Tuesday, July 31, 2012

DoD Sequestration


 A lot of my friends are involved in the Military and in Defense related businesses. They are getting quite concerned about the effects of the DoD sequestration and what it will do to the economies around the bases and facilities where there may be huge layoffs.  It will be an anxious few months as we wait to see what happens. In these conversations with my friends, and as the owner of a third party support business, I have identified three ways the DoD could minimize the effects of sequestration and reduce their ongoing IT expenses. 

First, the DoD should require that their IT vendors give them license transferability on all of their software and firmware products. This would allow the DoD to move their licenses around to other departments and facilities and thereby reduce their costs of upgrades and support.  License transferability is provided to leasing companies from the manufacturers to protect the leasing companies’ residuals; why shouldn’t the DoD receive the same financial benefits?

Second, the DoD should require all service and support bids be opened up to qualified third party independent support organizations rather than restricted to the OEM service and support organizations. Currently, the DoD support and bidding process favors the OEM’s and this costs the DoD a tremendous amount of money. The manufacturers systems of opportunity registration further restricts competition amongst their dealers, and the lack of open bidding supports inflated pricing by the OEMs.

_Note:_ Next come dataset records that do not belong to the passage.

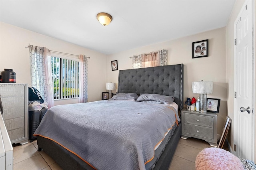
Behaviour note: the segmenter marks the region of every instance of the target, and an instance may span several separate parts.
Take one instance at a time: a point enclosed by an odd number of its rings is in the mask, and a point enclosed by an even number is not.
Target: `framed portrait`
[[[222,148],[225,142],[225,140],[227,137],[227,134],[228,132],[228,129],[231,123],[231,119],[228,116],[227,116],[225,120],[225,123],[222,128],[222,132],[220,139],[220,142],[218,146],[218,148]]]
[[[111,67],[112,67],[112,71],[118,70],[117,60],[111,61]]]
[[[108,100],[108,92],[102,92],[102,100]]]
[[[207,98],[207,111],[219,113],[220,99]]]
[[[192,43],[192,58],[208,57],[208,39]]]

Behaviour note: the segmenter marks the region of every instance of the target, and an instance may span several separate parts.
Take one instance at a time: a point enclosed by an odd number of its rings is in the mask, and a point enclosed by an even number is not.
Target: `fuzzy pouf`
[[[207,148],[196,158],[197,170],[243,170],[240,160],[231,153],[220,148]]]

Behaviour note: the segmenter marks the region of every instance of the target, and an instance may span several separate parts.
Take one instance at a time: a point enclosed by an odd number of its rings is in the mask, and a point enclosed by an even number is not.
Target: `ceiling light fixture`
[[[104,26],[107,26],[112,21],[112,17],[108,14],[100,12],[97,14],[97,19],[100,23]]]

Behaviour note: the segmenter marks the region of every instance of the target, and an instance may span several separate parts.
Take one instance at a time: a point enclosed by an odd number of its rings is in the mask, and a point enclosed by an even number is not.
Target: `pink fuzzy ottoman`
[[[197,170],[243,170],[240,160],[231,153],[220,148],[208,148],[200,152],[196,158]]]

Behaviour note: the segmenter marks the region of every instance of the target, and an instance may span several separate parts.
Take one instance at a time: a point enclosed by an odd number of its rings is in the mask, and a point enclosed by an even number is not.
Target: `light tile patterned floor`
[[[194,138],[180,139],[169,170],[194,170],[197,154],[205,148],[211,147],[204,140]],[[14,170],[61,170],[47,154],[37,151],[36,140],[13,148]]]

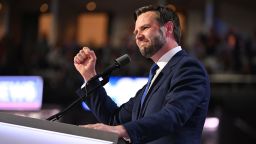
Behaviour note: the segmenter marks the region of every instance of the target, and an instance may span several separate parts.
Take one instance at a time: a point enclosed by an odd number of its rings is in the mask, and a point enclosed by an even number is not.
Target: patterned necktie
[[[147,93],[148,93],[148,90],[149,90],[149,86],[150,86],[150,84],[151,84],[151,81],[152,81],[152,79],[153,79],[153,77],[154,77],[154,75],[155,75],[155,73],[156,73],[156,70],[157,70],[158,68],[159,68],[159,67],[158,67],[157,64],[153,64],[153,65],[151,66],[151,68],[150,68],[150,72],[149,72],[149,76],[148,76],[148,83],[147,83],[147,85],[146,85],[146,88],[145,88],[145,90],[144,90],[144,93],[143,93],[142,98],[141,98],[141,101],[140,101],[141,106],[143,105],[143,102],[144,102],[144,100],[145,100],[145,98],[146,98],[146,95],[147,95]]]

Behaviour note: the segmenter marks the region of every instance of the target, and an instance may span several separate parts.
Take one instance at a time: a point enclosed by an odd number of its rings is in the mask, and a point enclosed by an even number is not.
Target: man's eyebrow
[[[134,30],[134,31],[133,31],[133,34],[134,34],[134,35],[136,35],[136,34],[137,34],[137,32],[138,32],[138,30]]]

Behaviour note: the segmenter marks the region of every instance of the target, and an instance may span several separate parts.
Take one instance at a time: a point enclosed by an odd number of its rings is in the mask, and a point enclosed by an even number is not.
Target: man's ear
[[[170,37],[173,33],[174,25],[172,21],[168,21],[164,24],[164,27],[166,29],[166,36]]]

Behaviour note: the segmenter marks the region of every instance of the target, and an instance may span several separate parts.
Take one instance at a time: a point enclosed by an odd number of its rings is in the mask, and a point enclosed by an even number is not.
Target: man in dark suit
[[[179,46],[177,14],[167,7],[145,6],[136,11],[135,20],[140,52],[156,64],[150,72],[152,80],[120,107],[100,87],[85,101],[102,123],[84,127],[117,133],[134,144],[199,144],[210,99],[209,80],[204,67]],[[85,81],[96,75],[95,63],[96,56],[87,47],[74,58]]]

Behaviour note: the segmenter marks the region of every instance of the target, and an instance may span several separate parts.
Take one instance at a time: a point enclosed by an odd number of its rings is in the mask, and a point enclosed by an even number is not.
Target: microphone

* "The Federal Government spent $2,034,269,948 on new equipment while only spending only $9,114,676 on refurbished. A resounding 99.6 percent of Federal IT dollars was spent with OEMs and OEM authorized resellers."

* "Still others [OEMs] issue fictitious list prices. These can be a much as 200 to 300 percent higher than what they will charge a good customer, i.e., they can offer the perception of huge discounts to end customers while asking independents to pay much higher list prices for the same product or part."

Third, Congress could require that the DoD maintain IT systems for a 7 or 10 year life. This would force the IT vendors to extend their product life cycles or encourage the manufacturers to  partner with legacy service companies to take over the extended support  contracts for their older systems. If fully implemented, this would encourage manufacturers to concentrate on technological improvement while service companies focus on providing outstanding technical support, creating an environment of both IT innovation and sustainability.

So there you have some good solid savings that could come out of the DoD Sequestration situation without affecting our Military readiness at all. Perhaps this could turn out to be an opportunity for the DoD to become a more efficient organization in the way it acquires and maintains the IT equipment that it purchases and maintains.  While it seems unlikely, there exists the possibility that at least one segment of the DoD bureaucracy can be changed into an affordable and efficient organization.